La priorité: nourrir les enfants

Pour améliorer plus efficacement leur état de santé, le Cartel décide d’extraire les enfants faibles et maladifs de leur sombre quotidien pour leur offrir un asile temporaire en Suisse. Des convois sont organisés dès le mois de novembre 1940. Hébergés pendant trois mois dans des familles d’accueil, les jeunes gens peuvent reprendre des forces dans la quiétude d’un pays épargné par la guerre. D’abord réservés aux enfants des départements de la zone libre, les séjours en Suisse s’ouvrent à ceux de la zone occupée à partir de février 1941.

Comme la Suisse ne peut accueillir toute l’enfance malheureuse de l’Hexagone, des colonies de vacances et des homes sont créés sur le sol français – à La Hille (Ariège), au Chambon-sur-Lignon (Haute-Loire), ou encore à Talloires, Pringy, Faverges et St-Cergues (Haute-Savoie) – pour recevoir ceux qui ne pourraient autrement échapper à la désolation des camps. Ces colonies suisses deviennent de petits centres sanitaires et éducatifs où les enfants, une fois revigorés, ont aussi l’occasion de se distraire par les travaux manuels, le chant et les jeux. Elles comptent environ 10 à 20 pour cent d'enfants juifs. Comme ces derniers sont interdits d'entrée en Suisse (conformément aux directives édictées par le Département fédéral de Justice et Police), leur placement dans les établissements gérés par le Cartel est le seul moyen de les extraire des camps d'internement. 

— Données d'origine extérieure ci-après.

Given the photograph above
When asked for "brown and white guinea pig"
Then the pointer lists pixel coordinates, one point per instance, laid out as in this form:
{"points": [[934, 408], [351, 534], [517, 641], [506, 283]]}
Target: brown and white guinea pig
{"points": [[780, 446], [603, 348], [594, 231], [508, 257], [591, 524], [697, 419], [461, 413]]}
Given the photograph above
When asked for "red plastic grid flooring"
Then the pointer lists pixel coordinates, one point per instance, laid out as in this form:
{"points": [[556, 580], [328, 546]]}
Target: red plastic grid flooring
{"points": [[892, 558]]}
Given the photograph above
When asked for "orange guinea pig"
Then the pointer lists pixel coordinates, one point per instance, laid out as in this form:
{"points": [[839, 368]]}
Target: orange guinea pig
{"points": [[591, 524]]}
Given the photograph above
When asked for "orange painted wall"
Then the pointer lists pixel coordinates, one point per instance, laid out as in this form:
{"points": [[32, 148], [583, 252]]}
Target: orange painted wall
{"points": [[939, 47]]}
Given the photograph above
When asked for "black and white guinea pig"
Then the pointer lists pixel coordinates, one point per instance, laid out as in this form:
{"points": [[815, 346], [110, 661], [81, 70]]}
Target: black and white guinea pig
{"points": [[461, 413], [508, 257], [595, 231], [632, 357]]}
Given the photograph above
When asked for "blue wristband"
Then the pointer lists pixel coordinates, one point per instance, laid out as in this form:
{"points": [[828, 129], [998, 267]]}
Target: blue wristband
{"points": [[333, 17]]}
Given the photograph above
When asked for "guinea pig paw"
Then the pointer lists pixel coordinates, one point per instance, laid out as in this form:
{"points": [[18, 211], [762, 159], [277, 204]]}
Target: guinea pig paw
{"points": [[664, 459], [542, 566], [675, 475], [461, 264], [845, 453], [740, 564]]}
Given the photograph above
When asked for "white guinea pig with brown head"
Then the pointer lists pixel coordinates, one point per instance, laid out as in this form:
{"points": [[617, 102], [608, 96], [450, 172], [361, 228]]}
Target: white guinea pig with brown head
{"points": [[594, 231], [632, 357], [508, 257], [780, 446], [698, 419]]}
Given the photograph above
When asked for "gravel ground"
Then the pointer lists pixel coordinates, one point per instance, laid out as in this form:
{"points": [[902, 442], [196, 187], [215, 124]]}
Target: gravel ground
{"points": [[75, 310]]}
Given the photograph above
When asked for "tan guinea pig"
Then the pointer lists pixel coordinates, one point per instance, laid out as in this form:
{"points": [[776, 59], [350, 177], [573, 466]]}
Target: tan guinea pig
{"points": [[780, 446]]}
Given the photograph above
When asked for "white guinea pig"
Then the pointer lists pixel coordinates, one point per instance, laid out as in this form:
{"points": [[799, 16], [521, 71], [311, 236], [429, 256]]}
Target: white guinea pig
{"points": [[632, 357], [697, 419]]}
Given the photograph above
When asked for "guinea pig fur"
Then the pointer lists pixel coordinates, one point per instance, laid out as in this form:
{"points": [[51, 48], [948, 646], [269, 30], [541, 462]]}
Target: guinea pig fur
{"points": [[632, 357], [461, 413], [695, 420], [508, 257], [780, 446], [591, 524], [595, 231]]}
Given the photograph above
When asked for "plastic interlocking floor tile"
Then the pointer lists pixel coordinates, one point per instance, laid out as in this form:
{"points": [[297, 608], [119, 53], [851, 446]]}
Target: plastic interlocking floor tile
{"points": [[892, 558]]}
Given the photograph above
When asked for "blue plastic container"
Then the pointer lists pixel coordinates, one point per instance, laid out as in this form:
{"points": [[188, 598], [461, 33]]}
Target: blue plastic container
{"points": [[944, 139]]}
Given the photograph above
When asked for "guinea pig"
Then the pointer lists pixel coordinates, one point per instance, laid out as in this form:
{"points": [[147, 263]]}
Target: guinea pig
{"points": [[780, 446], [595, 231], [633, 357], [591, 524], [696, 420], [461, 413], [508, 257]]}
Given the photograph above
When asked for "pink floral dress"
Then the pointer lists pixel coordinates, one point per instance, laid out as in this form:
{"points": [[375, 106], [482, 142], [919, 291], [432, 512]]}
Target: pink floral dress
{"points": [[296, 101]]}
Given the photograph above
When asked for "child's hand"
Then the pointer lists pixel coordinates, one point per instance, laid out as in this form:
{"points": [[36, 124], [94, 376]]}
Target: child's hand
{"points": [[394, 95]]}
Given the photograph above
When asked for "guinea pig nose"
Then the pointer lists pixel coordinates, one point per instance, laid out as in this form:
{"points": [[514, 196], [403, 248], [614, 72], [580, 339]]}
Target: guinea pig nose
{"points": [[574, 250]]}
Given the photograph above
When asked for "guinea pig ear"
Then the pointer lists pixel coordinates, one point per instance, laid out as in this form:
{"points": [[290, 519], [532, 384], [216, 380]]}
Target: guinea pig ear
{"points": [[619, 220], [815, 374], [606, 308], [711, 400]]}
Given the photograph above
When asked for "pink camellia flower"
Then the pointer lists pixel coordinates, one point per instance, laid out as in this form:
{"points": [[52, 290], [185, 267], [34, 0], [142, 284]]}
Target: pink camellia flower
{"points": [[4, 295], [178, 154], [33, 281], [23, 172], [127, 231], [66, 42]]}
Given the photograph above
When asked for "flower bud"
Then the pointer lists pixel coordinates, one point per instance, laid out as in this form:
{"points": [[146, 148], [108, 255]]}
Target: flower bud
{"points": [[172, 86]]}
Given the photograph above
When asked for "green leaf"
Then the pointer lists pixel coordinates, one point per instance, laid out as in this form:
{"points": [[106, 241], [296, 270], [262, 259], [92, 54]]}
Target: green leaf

La reprise en mains par la CRS-SE

Dès janvier 1942, le Cartel passe sous la direction de la CRS lors d'une fusion voulue par le Conseil fédéral, ce qui permet à la nouvelle oeuvre, rebaptisée «Croix-Rouge suisse – Secours aux Enfants» (CRS-SE), de bénéficier de moyens financiers accrus, indispensables à la poursuite de son action en France. Certes, ce «mariage forcé» permet aussi à la Confédération d'intégrer la dimension humanitaire à ses intérêts politiques à travers les liens étroits qui l'unissent à la direction de la CRS. Reconnue et soutenue par le Conseil fédéral, la CRS apporte un nouveau souffle au travail initié par le Cartel. Tous les domaines d’interventions connaissent un développe-ment sans précédent. L’effectif des collaborateurs suisses en France passe de 29 en 1941 à 150 l’année suivante, et de nouvelles colonies et pouponnières sont ouvertes à Cruseilles, à Megève, à Montluel, à Annemasse, etc. Les envois de denrées alimentaires bondissent de 145 tonnes en 1941 à 385 tonnes en 1943, et atteignent un maximum de 732 tonnes en 1945.

L’œuvre s’étend finalement au nord de la France: près de 700’000 goûters suisses sont organisés dans les écoles de Paris et des grandes villes du nord de la France entre 1944 et 1945, tandis que des «baraques suisses» ouvrent leurs portes aux petits enfants abandonnés, malades ou orphelins des régions de Beauvais, Sedan et Arras.